We'd like to pass --ignore-installed pip flag to sam build --use-container and it doesn't work.

  1. docker-env
$ sam build --use-container --docker-env PYP_IGNORE_INSTALLED=true
Usage: sam build [OPTIONS] [FUNCTION_IDENTIFIER]
Try "sam build --help" for help.

Error: no such option: --docker-env
  1. requirements.txt file

file:

pyathena==1.7.1

Output:

$ sam build --use-container
Starting Build inside a container
Unable to process properties of PredictFunction.AWS::Serverless::Function
Building resource 'InitPredictFunction'

Fetching lambci/lambda:build-python3.6 Docker container image......
Mounting /Users/rinat/Developer/Projects/Basking/bs-data/aws_cfn/ds_model/application as /tmp/samcli/source:ro,delegated inside runtime container

Build Failed
Running PythonPipBuilder:ResolveDependencies
Error: PythonPipBuilder:ResolveDependencies - Usage: -c [options]

ERROR: Invalid requirement: --ignore-installed
-c: error: no such option: --ignore-installed

Is there any workaround or another approach to pass these settings to pip in sam?

Is there any more work on this? We are facing a similar problem where we want to include private repos into our requirements.txt file but would need to hardcode user and passwords into the file to get them.

Hi @jfuss just wanted to check whether you have any recent updates on this? My use case is slightly different as I have private github repos so I'd need to pass in a github token (or ssh key) and build within the container. This is essentially the same to the question I've found on stack overflow here

Any updates on this issue? How have people installed private packages into their lambdas?

This is a direct need to any customers that have private packages. Not sure why this wasnt included in the 1.0 release.
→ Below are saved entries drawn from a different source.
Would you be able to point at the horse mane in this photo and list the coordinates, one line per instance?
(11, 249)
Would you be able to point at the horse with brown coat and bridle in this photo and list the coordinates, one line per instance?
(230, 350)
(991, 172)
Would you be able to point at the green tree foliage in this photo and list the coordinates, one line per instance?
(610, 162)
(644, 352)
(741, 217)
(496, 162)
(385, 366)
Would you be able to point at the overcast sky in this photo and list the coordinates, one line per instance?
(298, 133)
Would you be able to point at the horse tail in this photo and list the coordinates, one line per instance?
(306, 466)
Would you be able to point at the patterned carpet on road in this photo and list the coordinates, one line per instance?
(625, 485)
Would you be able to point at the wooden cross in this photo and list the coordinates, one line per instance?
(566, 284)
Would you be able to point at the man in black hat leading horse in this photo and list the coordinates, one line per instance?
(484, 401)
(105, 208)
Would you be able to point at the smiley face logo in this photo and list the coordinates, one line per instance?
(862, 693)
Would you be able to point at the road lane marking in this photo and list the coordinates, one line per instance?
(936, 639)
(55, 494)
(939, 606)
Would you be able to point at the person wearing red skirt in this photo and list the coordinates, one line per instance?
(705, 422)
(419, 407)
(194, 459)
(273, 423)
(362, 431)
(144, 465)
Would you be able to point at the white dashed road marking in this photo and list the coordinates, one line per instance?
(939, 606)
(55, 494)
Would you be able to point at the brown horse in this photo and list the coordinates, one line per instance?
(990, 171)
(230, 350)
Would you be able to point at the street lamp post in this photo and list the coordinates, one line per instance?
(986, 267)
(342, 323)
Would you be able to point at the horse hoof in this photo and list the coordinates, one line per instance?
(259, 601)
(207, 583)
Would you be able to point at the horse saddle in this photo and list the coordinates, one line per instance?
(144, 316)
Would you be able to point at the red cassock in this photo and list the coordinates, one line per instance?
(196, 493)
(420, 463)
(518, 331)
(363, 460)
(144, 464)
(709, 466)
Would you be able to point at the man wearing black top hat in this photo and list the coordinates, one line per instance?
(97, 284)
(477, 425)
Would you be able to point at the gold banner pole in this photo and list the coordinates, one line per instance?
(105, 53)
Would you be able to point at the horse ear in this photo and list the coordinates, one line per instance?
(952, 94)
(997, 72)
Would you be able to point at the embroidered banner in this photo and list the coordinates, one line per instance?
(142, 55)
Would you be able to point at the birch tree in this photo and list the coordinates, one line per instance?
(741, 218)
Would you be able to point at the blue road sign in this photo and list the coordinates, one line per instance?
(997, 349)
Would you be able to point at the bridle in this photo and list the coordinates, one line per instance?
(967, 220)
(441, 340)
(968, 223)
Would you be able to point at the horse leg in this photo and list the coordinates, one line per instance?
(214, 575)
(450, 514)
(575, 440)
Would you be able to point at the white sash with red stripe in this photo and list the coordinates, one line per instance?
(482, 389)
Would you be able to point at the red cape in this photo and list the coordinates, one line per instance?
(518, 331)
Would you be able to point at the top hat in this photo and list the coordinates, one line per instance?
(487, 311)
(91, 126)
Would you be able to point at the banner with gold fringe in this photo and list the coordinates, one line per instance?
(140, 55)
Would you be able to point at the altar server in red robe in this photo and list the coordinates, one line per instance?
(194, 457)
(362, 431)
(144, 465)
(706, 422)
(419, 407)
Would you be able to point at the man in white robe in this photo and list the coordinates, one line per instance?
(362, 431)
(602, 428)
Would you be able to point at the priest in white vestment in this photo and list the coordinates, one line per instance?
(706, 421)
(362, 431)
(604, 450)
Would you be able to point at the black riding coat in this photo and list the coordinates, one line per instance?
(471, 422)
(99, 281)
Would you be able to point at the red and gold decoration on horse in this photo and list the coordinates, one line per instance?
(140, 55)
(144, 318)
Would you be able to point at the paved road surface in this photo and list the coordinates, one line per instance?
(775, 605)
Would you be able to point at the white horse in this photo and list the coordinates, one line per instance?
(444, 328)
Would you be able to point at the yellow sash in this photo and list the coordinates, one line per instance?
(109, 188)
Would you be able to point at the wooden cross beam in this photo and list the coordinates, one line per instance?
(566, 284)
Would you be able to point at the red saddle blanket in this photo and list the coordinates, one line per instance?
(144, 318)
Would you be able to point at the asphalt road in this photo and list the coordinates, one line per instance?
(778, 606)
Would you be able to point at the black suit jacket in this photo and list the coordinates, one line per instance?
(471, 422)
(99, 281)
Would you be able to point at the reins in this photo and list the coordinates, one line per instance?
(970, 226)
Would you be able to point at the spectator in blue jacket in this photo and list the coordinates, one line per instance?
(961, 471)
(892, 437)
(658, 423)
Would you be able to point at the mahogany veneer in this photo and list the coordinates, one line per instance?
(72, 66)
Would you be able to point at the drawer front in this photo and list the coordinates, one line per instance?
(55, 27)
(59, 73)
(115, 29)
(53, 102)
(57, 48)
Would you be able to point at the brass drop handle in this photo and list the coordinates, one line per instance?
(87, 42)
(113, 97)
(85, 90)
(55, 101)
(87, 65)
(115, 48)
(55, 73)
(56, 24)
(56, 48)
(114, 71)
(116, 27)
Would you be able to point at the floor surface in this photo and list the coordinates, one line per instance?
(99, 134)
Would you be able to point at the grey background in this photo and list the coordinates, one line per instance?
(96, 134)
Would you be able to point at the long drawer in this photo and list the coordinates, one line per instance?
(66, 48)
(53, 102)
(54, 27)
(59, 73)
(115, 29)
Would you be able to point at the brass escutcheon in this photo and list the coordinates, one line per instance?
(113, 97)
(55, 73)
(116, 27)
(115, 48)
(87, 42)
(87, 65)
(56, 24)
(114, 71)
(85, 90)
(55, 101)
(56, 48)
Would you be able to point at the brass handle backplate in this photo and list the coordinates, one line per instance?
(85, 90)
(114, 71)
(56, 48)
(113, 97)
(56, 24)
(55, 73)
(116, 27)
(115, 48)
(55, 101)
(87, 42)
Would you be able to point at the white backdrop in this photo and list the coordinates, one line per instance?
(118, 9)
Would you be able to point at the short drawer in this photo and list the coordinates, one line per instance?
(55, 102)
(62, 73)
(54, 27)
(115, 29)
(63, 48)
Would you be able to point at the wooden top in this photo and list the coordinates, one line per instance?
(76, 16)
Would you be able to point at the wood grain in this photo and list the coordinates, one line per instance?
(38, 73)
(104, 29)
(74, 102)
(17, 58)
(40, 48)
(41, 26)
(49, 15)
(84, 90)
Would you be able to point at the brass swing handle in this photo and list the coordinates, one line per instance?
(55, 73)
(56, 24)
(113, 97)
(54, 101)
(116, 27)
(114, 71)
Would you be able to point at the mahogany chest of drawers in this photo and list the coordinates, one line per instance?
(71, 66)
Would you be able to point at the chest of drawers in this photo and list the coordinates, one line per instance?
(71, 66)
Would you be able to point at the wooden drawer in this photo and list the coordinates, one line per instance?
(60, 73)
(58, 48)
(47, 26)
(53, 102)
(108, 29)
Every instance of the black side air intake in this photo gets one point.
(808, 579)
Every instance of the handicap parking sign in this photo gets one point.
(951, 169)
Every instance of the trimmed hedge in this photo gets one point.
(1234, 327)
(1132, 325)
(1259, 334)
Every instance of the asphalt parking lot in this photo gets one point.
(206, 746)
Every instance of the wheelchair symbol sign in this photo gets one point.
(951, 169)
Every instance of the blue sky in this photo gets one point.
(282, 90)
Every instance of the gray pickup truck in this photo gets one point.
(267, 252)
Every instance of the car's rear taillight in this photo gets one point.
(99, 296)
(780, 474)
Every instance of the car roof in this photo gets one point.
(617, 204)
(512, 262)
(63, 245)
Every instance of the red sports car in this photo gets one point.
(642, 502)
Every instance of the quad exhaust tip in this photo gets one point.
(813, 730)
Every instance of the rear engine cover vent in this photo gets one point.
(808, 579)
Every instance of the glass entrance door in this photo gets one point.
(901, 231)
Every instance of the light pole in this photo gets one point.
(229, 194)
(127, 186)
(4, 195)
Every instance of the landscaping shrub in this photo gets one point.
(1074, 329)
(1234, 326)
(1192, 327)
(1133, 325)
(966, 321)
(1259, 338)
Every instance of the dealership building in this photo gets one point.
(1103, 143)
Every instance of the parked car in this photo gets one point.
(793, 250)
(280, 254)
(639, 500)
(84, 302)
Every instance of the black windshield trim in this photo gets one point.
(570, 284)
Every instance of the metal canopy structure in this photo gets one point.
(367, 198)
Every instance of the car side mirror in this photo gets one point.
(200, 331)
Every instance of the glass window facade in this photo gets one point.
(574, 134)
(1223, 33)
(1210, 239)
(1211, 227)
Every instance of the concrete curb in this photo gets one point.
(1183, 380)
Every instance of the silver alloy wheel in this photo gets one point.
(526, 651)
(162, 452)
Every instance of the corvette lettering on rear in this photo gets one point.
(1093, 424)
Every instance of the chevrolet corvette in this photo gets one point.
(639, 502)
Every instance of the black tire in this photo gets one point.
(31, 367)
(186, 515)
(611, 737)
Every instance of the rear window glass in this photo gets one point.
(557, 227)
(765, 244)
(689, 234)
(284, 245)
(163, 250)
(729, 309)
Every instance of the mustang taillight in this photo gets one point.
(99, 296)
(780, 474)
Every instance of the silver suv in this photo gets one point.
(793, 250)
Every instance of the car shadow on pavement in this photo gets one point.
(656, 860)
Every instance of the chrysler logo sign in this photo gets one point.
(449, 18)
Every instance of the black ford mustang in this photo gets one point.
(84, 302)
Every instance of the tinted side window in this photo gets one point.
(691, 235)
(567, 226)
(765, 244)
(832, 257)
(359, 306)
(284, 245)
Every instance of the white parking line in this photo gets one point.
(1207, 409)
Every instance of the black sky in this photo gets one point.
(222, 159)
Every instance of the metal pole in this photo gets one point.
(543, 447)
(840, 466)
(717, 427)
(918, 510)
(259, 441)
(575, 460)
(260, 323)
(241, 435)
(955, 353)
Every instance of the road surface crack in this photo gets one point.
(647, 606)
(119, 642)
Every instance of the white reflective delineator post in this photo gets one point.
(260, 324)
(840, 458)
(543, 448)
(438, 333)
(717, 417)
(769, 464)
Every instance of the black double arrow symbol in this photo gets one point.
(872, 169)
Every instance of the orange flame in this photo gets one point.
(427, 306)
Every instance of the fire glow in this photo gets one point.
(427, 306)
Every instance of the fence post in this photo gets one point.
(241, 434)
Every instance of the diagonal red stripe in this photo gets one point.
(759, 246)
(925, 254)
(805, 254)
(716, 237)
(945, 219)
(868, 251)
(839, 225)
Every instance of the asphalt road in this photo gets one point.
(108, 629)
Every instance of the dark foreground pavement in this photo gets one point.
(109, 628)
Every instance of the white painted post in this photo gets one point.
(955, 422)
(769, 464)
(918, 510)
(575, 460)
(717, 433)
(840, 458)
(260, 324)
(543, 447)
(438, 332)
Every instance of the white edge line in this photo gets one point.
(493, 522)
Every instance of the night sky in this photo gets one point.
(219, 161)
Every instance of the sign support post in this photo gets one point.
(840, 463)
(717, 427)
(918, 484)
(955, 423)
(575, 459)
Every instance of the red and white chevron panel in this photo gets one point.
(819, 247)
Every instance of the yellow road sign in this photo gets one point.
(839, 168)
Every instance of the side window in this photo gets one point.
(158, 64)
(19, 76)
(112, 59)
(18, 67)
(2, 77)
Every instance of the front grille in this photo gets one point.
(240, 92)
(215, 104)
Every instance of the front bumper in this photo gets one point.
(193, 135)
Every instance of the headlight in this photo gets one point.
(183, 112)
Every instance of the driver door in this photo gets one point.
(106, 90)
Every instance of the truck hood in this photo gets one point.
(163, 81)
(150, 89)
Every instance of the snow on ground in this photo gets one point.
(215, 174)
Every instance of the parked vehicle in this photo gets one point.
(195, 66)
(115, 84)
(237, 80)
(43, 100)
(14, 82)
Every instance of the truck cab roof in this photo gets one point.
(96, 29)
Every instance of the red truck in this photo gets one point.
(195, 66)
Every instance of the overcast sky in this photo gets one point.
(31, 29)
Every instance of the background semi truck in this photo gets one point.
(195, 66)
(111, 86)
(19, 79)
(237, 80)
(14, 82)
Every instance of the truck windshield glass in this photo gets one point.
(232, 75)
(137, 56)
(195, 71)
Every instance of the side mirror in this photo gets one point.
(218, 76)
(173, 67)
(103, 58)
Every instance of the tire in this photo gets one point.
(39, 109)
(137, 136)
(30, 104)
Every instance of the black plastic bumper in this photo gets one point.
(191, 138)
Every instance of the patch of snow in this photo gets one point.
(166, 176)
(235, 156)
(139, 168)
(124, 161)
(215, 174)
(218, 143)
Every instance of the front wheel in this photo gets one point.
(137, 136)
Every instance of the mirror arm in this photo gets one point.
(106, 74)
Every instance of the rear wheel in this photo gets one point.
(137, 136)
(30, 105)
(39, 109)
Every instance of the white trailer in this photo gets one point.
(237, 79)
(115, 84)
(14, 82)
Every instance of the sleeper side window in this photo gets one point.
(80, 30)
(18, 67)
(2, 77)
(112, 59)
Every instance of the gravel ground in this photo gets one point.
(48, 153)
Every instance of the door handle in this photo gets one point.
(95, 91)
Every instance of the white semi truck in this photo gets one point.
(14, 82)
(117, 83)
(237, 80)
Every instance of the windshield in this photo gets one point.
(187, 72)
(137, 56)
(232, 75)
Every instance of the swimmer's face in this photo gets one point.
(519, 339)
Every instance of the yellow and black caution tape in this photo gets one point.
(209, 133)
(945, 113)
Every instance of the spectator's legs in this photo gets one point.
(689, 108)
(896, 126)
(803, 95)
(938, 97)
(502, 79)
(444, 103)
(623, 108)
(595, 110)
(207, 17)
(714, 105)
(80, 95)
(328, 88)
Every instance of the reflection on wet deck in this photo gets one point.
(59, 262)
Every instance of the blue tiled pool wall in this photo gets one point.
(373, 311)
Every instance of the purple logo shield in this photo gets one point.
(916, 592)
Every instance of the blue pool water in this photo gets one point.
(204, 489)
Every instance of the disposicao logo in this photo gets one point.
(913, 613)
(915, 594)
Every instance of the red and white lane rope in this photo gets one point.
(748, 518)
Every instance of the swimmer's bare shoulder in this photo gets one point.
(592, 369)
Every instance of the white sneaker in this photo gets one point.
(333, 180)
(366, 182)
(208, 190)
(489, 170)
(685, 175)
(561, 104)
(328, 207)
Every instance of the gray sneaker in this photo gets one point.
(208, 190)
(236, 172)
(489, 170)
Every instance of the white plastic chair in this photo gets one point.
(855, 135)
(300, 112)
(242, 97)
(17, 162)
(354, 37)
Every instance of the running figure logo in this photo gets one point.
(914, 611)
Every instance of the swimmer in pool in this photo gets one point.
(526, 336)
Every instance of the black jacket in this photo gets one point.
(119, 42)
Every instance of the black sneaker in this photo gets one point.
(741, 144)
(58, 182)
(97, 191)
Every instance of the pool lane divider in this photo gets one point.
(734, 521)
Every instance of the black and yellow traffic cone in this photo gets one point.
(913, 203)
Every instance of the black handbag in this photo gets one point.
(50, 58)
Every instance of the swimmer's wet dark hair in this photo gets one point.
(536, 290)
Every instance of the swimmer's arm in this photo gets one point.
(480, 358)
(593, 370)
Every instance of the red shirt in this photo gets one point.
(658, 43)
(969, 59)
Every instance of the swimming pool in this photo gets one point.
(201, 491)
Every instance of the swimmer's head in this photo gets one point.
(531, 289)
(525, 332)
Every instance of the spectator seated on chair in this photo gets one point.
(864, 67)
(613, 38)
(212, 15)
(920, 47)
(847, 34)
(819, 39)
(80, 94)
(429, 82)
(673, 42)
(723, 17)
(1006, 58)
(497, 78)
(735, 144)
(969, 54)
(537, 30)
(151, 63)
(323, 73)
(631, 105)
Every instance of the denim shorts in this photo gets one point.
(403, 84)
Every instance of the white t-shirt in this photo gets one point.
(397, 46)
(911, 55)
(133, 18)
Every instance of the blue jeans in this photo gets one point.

We have the same issue, is there any way to install private python package ?

EDIT

  • I could install private pip package with following procedure:

    • pip install wheel

    • pip config set global.extra-index-url https://${PYPI_USER}:${PYPI_PASS}@mypypi.com/simple/

    • requirements.txt format is like following

$ cat requirements.txt
--extra-index-url https://${PYPI_USER}:${PYPI_PASS}@mypypi.com/simple/
privatetool==1.0.0

SAM error message is very unfriendly...

We have a workaround. Since SAM is using PIP under the covers. We just generate as part of the build system a pip.conf in the correct directory. When SAM runs, and pip is called, it loads the pip.conf. We are using artifactory virtual repositories to allow us to pull from both public pip via pip remote and local repositories within artifactory

Using a jenkins library:

def pipconf = """
            [global]
            index-url = https://${USER}:${PASS}@${HOST}/artifactory/api/pypi/${myreponame}/simple
            """

def pip_path = steps.env.HOME.trim()+"/.config/pip/pip.conf"
steps.writeFile(file: pip_path, text: pipconf)

Something that worked for us was to have the extra-index-url in the requirements.txt itself

The requirements.txt looks like this

--extra-index-url YOUR_URL
--trusted-host YOUR_TRUSTED_HOST
your_private_package == 0.20
more-itertools==7.0.0
pynamodb==4.0.0
dynamodb-json==1.3

For requirements format and other options

@shivambats yes, but if you sam build -u (build in Docker), you still have to hardcode your repository credentials. For now you can't pass them as environment variables.